Black oils and volatile oils both are liquids in the reservoir, both exhibit bubblepoints as reservoir pressure is decreased during production, and both release gas in the reservoir pore space at pressures below the bubblepoint. However, there is a good reason for classifying them separately. The "oil material-balance equations," which are used for black oils, will give incorrect results for volatile oils; the behavior of volatile oils does not fit the assumptions inherent in derivation of these equations.
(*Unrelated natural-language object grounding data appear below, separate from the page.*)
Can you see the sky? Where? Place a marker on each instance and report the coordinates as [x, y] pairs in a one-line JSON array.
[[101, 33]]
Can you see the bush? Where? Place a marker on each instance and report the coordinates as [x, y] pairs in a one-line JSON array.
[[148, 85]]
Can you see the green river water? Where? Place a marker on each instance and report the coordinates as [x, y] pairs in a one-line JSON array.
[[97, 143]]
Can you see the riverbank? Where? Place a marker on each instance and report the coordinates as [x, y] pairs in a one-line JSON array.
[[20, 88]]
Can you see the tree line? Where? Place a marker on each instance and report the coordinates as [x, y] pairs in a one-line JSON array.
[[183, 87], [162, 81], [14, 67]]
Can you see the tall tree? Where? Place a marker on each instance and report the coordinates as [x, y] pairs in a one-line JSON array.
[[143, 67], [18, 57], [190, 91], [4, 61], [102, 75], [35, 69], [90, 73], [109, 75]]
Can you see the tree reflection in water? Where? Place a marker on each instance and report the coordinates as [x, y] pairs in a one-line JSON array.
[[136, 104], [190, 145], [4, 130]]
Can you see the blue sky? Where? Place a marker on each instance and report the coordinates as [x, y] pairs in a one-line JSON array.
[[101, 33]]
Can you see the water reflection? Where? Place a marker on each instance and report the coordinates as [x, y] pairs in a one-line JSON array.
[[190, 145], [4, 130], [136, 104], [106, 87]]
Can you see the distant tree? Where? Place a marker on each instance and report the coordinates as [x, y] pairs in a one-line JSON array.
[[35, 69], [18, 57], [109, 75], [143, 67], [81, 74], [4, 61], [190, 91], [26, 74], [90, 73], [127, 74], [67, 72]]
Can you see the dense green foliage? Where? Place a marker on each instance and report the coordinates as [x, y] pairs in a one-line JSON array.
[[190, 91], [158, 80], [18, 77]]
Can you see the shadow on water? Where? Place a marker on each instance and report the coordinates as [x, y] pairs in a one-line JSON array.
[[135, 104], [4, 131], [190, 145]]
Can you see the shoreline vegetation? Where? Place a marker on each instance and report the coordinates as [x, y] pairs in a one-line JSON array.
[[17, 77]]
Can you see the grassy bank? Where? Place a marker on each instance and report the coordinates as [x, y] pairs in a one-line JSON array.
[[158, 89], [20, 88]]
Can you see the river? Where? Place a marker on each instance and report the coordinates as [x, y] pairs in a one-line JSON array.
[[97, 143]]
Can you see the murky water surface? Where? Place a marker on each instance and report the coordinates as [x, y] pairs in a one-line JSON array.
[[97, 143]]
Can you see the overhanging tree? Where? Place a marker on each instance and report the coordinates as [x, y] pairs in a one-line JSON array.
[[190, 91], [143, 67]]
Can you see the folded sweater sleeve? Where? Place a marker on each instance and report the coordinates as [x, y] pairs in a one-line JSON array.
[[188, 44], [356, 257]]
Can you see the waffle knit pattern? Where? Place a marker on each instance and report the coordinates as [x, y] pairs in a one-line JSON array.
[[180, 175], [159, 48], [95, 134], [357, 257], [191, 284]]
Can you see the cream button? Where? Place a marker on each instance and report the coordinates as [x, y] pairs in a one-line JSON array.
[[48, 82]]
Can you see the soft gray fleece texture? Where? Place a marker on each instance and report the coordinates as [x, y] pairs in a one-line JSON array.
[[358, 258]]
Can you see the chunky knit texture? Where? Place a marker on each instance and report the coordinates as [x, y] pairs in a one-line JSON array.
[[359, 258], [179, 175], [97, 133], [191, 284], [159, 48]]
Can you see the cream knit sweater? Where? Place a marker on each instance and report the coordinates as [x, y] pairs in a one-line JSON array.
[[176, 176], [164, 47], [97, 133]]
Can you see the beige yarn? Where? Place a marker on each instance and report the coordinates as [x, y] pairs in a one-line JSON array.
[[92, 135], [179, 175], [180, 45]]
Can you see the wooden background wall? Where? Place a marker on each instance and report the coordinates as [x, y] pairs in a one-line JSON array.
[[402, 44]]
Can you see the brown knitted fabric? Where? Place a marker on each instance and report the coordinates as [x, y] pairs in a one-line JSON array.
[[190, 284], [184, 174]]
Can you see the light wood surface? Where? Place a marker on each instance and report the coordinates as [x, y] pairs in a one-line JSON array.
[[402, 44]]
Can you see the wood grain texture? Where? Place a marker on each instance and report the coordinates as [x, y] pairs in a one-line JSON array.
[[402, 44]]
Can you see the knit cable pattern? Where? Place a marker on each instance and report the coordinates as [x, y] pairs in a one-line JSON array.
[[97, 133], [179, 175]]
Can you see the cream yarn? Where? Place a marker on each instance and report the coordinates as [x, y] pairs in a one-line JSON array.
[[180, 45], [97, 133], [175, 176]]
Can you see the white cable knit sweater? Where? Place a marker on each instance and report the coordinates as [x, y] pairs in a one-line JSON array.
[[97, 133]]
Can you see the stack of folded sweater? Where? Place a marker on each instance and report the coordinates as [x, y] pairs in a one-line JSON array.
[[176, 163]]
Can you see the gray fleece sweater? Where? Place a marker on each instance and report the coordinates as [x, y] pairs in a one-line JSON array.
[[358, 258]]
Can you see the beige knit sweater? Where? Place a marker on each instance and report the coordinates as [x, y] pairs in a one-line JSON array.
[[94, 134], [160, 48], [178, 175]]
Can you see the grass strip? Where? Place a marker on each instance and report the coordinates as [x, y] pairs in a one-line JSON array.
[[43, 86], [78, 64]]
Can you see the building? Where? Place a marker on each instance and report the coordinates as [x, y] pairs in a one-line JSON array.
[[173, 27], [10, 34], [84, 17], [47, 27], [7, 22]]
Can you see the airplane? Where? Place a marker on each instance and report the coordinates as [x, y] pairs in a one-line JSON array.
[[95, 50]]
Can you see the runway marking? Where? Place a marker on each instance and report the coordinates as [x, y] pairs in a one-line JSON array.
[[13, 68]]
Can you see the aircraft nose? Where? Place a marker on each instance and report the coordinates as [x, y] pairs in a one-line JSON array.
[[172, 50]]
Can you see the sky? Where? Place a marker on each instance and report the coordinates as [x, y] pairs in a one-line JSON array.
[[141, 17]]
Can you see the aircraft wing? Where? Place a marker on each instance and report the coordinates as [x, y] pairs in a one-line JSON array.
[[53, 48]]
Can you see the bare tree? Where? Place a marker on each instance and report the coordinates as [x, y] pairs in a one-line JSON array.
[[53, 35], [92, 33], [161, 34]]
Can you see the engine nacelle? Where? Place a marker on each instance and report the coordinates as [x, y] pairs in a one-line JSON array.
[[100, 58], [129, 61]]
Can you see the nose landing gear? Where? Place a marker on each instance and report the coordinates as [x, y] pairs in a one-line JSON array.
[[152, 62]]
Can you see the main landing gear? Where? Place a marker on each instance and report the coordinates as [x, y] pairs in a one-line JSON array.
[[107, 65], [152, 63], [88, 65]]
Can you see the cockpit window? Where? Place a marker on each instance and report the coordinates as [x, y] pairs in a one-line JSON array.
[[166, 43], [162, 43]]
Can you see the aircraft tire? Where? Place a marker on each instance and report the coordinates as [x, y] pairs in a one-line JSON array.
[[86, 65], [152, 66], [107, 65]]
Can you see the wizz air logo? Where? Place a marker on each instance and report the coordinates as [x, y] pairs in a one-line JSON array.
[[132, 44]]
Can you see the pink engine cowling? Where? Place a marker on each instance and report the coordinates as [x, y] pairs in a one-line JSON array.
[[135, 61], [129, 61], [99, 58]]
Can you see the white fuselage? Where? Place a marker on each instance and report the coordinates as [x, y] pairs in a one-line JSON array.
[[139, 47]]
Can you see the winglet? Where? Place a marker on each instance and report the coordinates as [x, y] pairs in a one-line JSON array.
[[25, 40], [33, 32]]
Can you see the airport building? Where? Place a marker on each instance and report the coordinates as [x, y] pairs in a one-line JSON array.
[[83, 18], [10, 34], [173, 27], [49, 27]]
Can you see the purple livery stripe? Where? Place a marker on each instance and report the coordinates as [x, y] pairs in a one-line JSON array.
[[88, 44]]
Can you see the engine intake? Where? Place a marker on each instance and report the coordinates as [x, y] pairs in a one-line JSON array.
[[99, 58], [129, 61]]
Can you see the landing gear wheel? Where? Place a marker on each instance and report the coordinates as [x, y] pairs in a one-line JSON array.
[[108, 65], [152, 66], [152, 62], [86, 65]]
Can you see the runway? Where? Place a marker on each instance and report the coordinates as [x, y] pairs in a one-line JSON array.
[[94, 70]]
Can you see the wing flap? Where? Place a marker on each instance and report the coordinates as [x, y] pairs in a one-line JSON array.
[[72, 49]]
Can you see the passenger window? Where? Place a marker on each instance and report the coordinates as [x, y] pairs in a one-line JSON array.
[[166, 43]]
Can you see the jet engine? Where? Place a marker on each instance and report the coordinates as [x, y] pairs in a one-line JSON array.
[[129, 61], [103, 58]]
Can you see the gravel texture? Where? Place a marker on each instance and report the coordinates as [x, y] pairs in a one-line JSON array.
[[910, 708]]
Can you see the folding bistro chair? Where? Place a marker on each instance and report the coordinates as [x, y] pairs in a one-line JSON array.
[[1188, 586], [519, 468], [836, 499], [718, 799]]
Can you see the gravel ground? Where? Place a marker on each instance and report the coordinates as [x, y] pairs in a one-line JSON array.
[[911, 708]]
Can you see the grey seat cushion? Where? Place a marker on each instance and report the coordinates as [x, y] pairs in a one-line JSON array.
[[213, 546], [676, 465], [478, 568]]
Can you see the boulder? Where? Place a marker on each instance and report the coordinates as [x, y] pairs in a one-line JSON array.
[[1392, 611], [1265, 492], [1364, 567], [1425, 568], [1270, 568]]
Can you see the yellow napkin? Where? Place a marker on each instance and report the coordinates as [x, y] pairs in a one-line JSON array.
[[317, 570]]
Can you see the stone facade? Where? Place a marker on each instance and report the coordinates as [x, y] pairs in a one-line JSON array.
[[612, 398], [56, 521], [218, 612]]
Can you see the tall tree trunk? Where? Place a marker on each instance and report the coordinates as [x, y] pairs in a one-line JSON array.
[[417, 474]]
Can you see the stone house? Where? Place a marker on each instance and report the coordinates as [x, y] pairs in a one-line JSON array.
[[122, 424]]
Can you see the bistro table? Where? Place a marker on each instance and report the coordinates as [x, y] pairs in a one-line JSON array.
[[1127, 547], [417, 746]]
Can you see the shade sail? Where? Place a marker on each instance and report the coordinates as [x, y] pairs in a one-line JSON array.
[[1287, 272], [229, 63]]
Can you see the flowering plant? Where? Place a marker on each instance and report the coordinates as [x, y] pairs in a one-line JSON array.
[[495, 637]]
The gas that comes out of solution in the reservoir from a black oil below its bubblepoint is usually a dry gas. As this free gas is produced, it remains a gas as pressure and temperature are reduced to separator conditions. As reservoir pressure decreases, the gas leaving solution becomes richer in intermediate components, and the gas could become a wet gas. However, this occurs late in the life of the reservoir and has little effect on ultimate production.
The gas that comes out of solution in the reservoir from a volatile oil is normally a retrograde gas. This free gas will exhibit retrograde behavior in the reservoir and when produced will release a large amount of condensate at surface conditions. The quantity of condensate released from the free gas associated with a volatile oil is significant; often more than one-half the stock-tank liquid produced during the life of a volatile oil reservoir left the reservoir as free gas.
Thus, the important difference between black oils and volatile oils is that the solution gases from black oils remain solely in the gas phase as they move through the reservoir, the tubulars, and the separator; the solution gases from volatile oils are rich and lose condensate in the separator. One assumption inherent in the derivation of classic material-balance equations is that the free gas in the reservoir remains as gas through the separator.
The material-balance equations treat a multicomponent black-oil mixture as a two-component mixture: gas and oil. Reservoir engineering calculations for volatile oils must treat the mixture as a multicomponent mixture so that the total composition of the production stream is known and separator calculations (which require knowledge of composition) can be performed to determine the amounts of liquid and gas at the surface.
Special laboratory procedures can predict the recovery of volatile oils under depletion drive; however, these are somewhat difficult to analyze. Above the bubblepoint, the undersaturated-black-oil material-balance equation can be used for volatile oils. Below the bubblepoint, compositional material-balance calculations normally are required, either with K factors or equations-of-state (EOS). The special laboratory procedures mentioned above help in deriving the K factors or "tuning" the EOS.
Examination of hundreds of laboratory studies indicates that one should suspect the presence of a volatile oil whenever the initial producing GOR exceeds about 1,750 scf/STB, especially if the stock-tank oil gravity is high. Another indicator of volatile oil is a stock-tank oil gravity exceeding 40 API with some color: brown, reddish, orange, even green. If the oil FVF at the bubblepoint is measured in the laboratory, a value of 2.0 RB/STB or greater is expected for a volatile oil.
The data in Fig. 2 (a subset of the data in Fig. 1) illustrate the differences in composition between volatile oils and black oils.